Rome offense Coriolan, son amoureux et
admirateur. Cet amour se transforme en haine – vous ne m’avez pas
apprécié comme patriote, eh bien vous m’apprécierez
comme ennemi ! – il passera chez les Volsques et attaquera son
propre pays.
Chacun de nous a subi des offenses dans un
domaine ou un autre de la part d’une couche, d’une classe,
d’une race, d’une confession ou au moins d’un groupe de la
société, durant la période la plus sensible du
développement de notre âme.

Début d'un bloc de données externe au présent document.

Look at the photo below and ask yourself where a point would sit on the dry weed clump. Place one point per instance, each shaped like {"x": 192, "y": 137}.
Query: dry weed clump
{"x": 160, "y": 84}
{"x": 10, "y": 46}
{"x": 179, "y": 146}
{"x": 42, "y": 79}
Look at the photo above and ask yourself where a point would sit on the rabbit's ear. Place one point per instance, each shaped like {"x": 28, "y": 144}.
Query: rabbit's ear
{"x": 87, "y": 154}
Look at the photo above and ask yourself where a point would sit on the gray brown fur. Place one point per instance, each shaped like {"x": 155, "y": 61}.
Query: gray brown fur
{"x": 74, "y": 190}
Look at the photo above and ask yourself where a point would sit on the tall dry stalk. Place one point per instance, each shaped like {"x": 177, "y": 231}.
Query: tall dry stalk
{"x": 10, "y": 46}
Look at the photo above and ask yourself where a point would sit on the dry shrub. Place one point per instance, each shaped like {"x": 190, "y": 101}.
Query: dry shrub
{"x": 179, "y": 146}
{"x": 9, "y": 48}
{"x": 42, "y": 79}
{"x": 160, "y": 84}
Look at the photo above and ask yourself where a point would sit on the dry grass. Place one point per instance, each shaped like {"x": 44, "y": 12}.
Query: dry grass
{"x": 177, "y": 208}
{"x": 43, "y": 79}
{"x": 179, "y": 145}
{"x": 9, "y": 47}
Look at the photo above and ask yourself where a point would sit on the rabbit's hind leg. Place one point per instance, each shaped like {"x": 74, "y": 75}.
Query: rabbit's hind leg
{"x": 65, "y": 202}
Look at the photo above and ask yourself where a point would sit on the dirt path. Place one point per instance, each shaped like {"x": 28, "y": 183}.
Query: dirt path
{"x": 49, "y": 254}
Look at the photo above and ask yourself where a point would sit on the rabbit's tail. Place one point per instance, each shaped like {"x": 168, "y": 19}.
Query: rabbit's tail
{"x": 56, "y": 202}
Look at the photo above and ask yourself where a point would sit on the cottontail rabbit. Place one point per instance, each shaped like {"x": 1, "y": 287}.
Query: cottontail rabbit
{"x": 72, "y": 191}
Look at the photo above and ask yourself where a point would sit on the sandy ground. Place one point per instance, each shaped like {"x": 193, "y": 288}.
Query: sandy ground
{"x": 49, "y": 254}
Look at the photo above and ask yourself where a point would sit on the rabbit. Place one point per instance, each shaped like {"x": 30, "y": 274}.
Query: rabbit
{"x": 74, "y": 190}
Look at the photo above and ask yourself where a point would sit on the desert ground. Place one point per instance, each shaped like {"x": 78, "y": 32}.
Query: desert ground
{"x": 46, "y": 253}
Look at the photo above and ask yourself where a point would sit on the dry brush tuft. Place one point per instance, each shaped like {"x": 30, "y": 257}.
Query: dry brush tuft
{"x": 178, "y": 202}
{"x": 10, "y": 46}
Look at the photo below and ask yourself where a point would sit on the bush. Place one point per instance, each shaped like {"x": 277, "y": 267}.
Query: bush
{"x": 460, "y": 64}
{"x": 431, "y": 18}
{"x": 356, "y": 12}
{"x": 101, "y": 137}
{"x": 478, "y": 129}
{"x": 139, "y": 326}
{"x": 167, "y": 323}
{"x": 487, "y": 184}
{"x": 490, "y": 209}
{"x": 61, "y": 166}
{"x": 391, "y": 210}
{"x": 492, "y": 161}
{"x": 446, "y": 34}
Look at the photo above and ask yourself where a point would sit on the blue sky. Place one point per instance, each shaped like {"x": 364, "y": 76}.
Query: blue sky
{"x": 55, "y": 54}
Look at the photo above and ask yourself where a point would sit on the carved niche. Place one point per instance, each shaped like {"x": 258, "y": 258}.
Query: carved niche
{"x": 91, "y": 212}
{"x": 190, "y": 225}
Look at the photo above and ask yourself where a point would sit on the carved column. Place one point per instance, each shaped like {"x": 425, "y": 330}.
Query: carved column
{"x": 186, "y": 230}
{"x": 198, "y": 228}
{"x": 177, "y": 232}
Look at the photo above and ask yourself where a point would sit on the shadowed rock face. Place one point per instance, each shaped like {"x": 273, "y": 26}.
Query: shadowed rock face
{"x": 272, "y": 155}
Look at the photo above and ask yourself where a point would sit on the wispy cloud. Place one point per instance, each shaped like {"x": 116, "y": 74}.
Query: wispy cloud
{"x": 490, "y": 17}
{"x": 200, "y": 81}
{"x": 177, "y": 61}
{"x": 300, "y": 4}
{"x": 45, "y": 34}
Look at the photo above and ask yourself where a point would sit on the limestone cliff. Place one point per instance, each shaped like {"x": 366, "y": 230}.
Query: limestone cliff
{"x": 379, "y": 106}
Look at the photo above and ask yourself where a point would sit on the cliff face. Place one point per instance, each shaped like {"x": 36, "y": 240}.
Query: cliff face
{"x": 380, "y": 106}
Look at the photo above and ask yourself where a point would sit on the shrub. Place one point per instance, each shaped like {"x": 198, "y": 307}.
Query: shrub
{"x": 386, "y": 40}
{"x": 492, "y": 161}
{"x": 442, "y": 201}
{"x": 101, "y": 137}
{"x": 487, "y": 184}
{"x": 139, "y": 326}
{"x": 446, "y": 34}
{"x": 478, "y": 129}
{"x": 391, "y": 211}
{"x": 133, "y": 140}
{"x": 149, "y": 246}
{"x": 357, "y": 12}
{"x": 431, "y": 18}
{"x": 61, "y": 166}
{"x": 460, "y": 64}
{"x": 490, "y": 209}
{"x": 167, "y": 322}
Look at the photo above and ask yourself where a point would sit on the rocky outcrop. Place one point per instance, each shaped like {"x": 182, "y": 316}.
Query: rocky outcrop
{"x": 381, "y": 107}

Si nous examinons notre vie dans le
miroir des antipathies et des sympathies, des succès et des
échecs, des penchants et des ambitions, il s’avère que la
courbe montante ou déclinante de notre parcours a été
déterminée par cette première impulsion.
Dis-moi qui t’a offensé, et je
te dirai ce que tu es devenu.
Notre vie se déroule sous le signe du
complexe de Coriolan.
Adléristes – écoutez-moi ! Acceptez
ma proposition, sinon je me vexe, et toute ma vie durant je lutterai contre
vous.
Sans même dire à quel point
"Coco" sonne mieux que "Miko".
Si je savais pianoter la
différence !
Pesti
Napló, 22 janvier 1933.
[1] Alfred Adler (1870-1937). Médecin autrichien, fondateur de la psychologie individuelle. Wilhelm Stekel (1868-1940) Médecin et psychanalyste autrichien. Deux disciples précoces de Freud.